So your buying a rental property….

June 06, 2011  |   News   |   admin  |   0 Comment

Investing in real estate can be a great choice when you are looking for long term appreciation and cashflow. However, buying a rental property is slightly different than buying your own home.

What you need to know when buying your rental property

The first thing you need to remember is to stay objective. You are not going to be living in this property so you do not need to “love” it. It is all about the numbers and whether or not it makes sense from an investment point of view. You need to ask yourself “will I make money on this purchase”

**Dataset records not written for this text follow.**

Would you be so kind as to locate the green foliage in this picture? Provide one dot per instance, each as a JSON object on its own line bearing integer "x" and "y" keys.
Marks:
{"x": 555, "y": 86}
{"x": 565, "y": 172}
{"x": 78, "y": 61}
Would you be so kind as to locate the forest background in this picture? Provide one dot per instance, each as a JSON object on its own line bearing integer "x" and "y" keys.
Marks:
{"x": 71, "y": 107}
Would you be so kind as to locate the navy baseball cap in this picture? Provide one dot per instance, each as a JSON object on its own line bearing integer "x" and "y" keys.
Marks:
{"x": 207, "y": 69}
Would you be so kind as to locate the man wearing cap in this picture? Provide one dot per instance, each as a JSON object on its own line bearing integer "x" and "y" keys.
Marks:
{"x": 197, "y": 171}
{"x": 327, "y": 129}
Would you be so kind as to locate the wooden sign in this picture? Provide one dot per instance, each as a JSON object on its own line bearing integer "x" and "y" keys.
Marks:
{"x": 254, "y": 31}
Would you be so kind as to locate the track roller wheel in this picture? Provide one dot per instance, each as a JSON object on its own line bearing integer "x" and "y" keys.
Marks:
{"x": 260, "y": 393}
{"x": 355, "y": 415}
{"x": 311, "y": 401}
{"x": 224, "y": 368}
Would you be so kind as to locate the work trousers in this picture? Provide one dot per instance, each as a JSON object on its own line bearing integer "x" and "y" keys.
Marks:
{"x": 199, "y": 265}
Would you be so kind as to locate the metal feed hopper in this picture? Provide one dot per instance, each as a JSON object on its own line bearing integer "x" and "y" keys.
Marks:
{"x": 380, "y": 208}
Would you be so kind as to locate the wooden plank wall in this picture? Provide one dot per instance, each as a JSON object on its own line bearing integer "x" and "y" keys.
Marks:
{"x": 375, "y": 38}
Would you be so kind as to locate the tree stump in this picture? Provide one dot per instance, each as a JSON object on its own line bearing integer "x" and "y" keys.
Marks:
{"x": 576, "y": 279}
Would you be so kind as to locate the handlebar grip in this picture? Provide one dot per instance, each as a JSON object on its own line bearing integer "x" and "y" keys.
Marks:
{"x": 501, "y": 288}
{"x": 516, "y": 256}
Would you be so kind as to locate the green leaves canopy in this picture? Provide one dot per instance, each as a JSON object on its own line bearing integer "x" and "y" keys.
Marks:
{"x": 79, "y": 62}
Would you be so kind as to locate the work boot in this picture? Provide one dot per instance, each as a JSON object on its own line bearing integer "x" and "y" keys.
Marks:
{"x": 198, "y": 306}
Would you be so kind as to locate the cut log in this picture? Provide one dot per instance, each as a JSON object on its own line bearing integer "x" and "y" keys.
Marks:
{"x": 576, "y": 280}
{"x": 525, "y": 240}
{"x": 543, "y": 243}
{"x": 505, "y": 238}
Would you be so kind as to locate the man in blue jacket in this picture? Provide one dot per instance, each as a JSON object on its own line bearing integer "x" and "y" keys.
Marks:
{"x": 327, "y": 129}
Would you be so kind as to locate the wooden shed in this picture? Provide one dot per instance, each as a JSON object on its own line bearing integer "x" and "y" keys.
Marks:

You also need to be aware of the costs associated with purchasing a building over 4 units. You can expect everything to cost more:

  • CMHC will charge you a per unit application fee, plus a higher premium
  • You will have higher legal fees, plus you will most likely be required to pay for the lender’s legal fees as well
  • You will most likely have a lender fee and be expected to pay some of it up front as good will
  • There might be an environmental report required
  • The appraisal on a multi-unit building can be $1,000-$2,000 depending on the location

All of tis adds up to a more expensive transaction than when you purchased your home. Keep in mind most of these expenses can be written-off and you have to take them into account when looking at the profitability of your investment.

Most important of all is to be sure you are working with an experienced team. Your Realtor, Mortgage Broker and lawyer should all have experience in larger investment properties and be able to guide you through the process.